Love it or hate it: Kuta is Bali's rowdiest and wickedest spot, a conglomeration of thousands of bars, boutiques, supermarkets, surf-shops, budget hotels, restaurants, moneychangers, beauty salons, nightclubs. During particularly busy seasons throngs of tourists have formed virtually static queues in the narrow back lanes, doing their best to resist the constant demands: "Want T-shirt? Need transport? Want massage? Buy something?"

As you move north, downtrodden gradually becomes more 'uptown' scattered through the lanes of Seminyak are expensive designer shops, hip pubs and signature restaurants. The area is also home to a large expat-community, working in exports or in the hospitality industry, who know that here they can benefit from the beauty of Balinese landscape while still enjoying the advantages of the town.

Bali's timeless soul waits within an hour's drive north of the relatively busy beaches and bustling alleyways of Kuta. As it was when the first steamships arrived, Ubud is still the heart of creative Bali.

The Balinese language has no word for 'artist', painting sculptures, music, or dancing is merely what one does when work is over in the paddies, the fishing boat.. or the hotel. The island is consistently productive yet almost everyone seems to be an artist of one sort or the other.

Since European artist Walter Spies founded the famous Ubud School of Painting, in the 1930s, it has been a powerful magnet for visitors and a source of inspiration for artists around the world.

The creative flow extends to everything from jewellery to temple offerings, from batiks to music. But very possibly Balinese art is most intensely expressed through the dancers that are at the very essence of the island's culture. Few visitors can visit Bali without, at some point, coming across a performance in which dancers, decked in magnificent costumes and somewhat disquieting make-up, act out ancient stories to the hypnotic rhythms of gamelean orchestras.

Despite its hundreds of galleries, craft shops and street artists, Ubud amazingly succeeds in not feeling too commercial and has retained its reputation as a true capital of the arts. No longer the remote cultural outpost that captivated such characters as Charlie Chaplin, Noel Coward and the flamboyant Woolworth heires Barbara Hutton, the place nevertheless retains a relaxed and bohemian atmosphere keeps on charming regular like Mick Jagger, Val Kelmer and Chow Yun Fat.

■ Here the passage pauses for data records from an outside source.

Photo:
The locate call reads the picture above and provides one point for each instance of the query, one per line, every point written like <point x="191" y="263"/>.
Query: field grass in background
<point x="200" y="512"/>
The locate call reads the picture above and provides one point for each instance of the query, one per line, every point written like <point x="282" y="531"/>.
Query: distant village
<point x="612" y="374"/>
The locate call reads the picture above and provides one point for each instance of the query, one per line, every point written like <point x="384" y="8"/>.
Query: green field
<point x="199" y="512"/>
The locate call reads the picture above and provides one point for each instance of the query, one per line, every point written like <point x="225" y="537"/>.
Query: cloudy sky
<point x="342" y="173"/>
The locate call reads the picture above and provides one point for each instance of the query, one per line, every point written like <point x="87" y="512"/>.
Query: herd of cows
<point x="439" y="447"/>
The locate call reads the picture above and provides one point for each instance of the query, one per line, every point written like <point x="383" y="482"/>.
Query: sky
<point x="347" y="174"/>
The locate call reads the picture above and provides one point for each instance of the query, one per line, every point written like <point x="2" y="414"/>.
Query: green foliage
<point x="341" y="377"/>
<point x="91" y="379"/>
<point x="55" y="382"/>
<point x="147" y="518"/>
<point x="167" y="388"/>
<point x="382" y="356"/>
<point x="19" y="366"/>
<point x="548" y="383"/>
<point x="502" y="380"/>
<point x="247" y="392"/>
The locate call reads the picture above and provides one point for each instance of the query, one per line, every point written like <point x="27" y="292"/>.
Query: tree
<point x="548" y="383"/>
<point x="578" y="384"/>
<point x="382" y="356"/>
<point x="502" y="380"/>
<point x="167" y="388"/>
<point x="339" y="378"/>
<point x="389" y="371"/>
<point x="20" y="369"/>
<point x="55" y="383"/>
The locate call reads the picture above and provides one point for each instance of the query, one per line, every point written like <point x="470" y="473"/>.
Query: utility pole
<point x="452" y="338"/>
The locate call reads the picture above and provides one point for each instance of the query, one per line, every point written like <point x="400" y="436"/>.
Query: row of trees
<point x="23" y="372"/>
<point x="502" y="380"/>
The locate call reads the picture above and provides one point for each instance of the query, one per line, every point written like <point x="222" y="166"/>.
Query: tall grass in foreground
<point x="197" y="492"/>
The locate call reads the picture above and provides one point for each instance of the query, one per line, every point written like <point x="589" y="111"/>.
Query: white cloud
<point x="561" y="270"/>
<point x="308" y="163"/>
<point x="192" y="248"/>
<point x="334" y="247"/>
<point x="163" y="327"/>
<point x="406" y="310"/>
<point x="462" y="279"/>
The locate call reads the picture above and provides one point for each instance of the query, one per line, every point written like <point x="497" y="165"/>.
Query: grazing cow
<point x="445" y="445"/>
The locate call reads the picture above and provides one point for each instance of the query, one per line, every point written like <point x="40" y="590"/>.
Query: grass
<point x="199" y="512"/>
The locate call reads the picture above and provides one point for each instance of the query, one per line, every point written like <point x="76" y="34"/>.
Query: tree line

All of them relish the stimulating cultural life yet no one doubts that Bali's magic spell lies primarily in the sheer splendour of nature. In the rolling central valleys you can wonder aimlessly through well-ordered pastoral beauty: rice paddies on one side, a river gorge on the other rickety bridges, moss-covered shrines and temples. Bali's holiest volcanoes, Agung and Batur, are nothing short of awe inspiring and the views from their summit towards the hill of Java have infected many with the splendour of this heavenly island.

Of all the titles Bali has received - Island of the Gods, Land of a Thousand Temples, Last Paradise - maybe Pandit Nehru's is best: The Morning of the World.

In the moments after sunrise, swirling mists wrapping the new-born land below, one senses the sacred status of these peaks and it is difficult not to feel 'enlightened'. At any time, in any unexpected corner, your senses might be tantalised with an impression that will remain in your mind forever as Bali.

The glint of the golden sarong, the clamour of a distant gamelan, the scent of drying cloves, giant kites' flying in a deep blue sky, the exquisite smiles of your hosts, the holy offerings everywhere .... the myriad textures and colors of a paradise where people and gods share temples, beaches, volcanoes and infinitely green paddy fields in divine harmony.